Currency flotation, the introduction of VAT and two huge hikes in customs tariffs have pushed inflation in Egypt to historic highs above 23 percent, making way for local production to flourish.
Chief Executive officer of a chocolate-maker in the country, Covertina, Mostafa Sayed Salam said business is booming adding that production rose 19 percent in 2016 from the previous year.
Since the pound fell in November after currency flotation, shoppers who traditionally preferred everything foreign have ditched imports goods to buying locally produce products.
Egyptian products were able to prove themselves in the market, at the same quality of imported goods, and also importers of chocolate, say for example products from Turkey, after the flotation of the currency.
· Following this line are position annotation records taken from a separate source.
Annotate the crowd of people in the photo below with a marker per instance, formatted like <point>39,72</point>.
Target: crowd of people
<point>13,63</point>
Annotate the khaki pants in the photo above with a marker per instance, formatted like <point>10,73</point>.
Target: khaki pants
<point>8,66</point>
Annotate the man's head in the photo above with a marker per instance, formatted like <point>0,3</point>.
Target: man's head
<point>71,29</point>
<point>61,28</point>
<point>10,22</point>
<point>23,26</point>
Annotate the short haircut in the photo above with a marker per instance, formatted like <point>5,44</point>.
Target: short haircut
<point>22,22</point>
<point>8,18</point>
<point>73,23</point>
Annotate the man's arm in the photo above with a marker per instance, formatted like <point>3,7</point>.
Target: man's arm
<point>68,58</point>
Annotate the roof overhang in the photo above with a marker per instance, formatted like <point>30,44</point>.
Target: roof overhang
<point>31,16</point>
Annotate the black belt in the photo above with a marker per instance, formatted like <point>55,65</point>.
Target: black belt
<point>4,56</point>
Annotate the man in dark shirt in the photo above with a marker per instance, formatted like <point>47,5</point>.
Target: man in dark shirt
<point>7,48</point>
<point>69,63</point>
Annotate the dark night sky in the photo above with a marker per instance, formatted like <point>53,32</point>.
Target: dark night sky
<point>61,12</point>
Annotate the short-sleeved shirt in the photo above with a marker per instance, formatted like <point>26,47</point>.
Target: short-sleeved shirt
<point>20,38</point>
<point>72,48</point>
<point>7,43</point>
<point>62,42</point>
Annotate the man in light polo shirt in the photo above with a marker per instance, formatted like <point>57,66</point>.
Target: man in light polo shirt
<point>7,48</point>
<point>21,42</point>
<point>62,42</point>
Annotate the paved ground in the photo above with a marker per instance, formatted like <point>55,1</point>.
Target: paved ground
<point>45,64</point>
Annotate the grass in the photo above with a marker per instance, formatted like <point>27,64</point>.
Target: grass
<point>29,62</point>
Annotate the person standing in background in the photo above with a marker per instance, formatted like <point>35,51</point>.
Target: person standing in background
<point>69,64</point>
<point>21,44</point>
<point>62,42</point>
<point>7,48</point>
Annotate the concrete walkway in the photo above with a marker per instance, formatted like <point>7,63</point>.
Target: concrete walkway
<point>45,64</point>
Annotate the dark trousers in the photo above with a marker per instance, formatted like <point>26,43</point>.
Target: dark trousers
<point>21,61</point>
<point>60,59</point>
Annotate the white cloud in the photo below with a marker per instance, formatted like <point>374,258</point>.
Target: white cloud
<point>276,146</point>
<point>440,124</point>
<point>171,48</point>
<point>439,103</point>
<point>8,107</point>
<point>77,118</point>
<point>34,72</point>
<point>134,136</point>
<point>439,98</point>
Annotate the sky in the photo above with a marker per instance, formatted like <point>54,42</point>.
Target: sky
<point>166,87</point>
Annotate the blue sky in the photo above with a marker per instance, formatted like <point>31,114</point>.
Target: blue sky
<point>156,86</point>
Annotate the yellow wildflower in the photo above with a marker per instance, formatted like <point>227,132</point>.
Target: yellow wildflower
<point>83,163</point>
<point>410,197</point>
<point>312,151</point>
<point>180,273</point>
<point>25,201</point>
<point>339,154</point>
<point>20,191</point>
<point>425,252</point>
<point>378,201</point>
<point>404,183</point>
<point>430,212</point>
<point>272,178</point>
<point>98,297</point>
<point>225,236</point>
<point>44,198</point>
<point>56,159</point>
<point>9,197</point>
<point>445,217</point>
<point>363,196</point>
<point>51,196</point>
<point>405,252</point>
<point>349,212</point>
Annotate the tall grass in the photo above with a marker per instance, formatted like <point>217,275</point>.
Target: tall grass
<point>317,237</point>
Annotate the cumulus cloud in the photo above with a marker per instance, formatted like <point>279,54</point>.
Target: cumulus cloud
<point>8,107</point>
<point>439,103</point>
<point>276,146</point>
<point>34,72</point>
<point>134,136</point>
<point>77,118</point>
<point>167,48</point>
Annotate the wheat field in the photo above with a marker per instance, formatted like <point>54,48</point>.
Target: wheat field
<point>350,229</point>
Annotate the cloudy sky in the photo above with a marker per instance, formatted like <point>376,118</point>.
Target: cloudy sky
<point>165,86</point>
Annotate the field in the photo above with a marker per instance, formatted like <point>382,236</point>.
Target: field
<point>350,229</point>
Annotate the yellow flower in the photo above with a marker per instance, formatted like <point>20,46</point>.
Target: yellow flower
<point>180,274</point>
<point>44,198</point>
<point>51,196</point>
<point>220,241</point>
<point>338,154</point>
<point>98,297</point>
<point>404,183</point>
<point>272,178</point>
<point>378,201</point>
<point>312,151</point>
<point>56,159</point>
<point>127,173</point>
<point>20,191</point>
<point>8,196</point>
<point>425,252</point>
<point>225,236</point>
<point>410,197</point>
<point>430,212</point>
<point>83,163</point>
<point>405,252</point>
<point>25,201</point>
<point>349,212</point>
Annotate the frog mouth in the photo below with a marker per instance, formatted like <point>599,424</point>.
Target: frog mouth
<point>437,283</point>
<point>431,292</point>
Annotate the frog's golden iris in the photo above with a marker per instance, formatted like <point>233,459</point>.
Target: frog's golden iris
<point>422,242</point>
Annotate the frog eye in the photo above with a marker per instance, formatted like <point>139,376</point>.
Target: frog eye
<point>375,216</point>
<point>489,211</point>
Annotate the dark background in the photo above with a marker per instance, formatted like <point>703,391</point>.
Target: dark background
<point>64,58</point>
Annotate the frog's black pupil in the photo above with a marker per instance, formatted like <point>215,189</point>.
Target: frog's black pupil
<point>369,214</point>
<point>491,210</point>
“Egyptian products were able to prove themselves in the market, at the same quality of imported goods, and also importers of chocolate, say for example products from Turkey, after the flotation of the currency, it became hard for importers to sell the chocolate at the old prices, and therefore consumers were forced to turn to local products which enjoy the same quality of the imported,” he added.
The pound’s flotation and an ensuing increase in tariffs on more than 300 products shipped from abroad have hit importers hard. But the measures have been a boom for domestic manufacturers such as Covertina.
The country’s made products are much more affordable for customers who are increasingly prices conscious as inflation has shot above 28 percent.
After Egypt abandoned its peg of 8.8 pounds to the dollar on November 3, the currency has roughly halved in value to around 17.75.
According to the manager of hypermarket chain Samy Salama, Emad Maher switching to local products has increased by 90 percent, mainly because of the price difference.
“The decision (to float) led to an increase in all prices. All prices in Egypt have recently gone up by 80 percent. There isn’t one customer who walks in without complaining. Things that used to cost 1 pound now cost 5, and whatever used to cost 5 pounds, is now 10 pounds,” Maher said.
Multinationals are taking notice. Nestle, the packaged food giant, said in January it had signed a deal to acquire Caravan Marketing Company, an Egyptian instant coffee maker that had increased its domestic market share due to competitive pricing.
With Egypt long dependent on imports, the trend suggests the government’s efforts to narrow a big trade deficit and boost domestic industries are starting to work.
The chairman of Yasmine cosmetic company, Hesham Zahra noted that production had risen 25-35 percent since the flotation boosted sales both at home and abroad.
“There’s no doubt that, in all fields not just the cosmetics industry, Egyptians have always chosen imported products over the local. But because of the increase in prices of imported goods, Egyptians are now forced to turn to local products, which have become more affordable,” he said.
A government official said the deficit had narrowed by 17.4 percent compared with 2015.
As the unofficial figures suggest, the weaker pound is also helping Egyptian exporters.
Trade and Industry Minister Tarek Kabil told Reuters in October that Egypt had produced $4 billion worth of import substitutes since the start of 2016 and aimed to expand domestic industry by 8 percent in three years.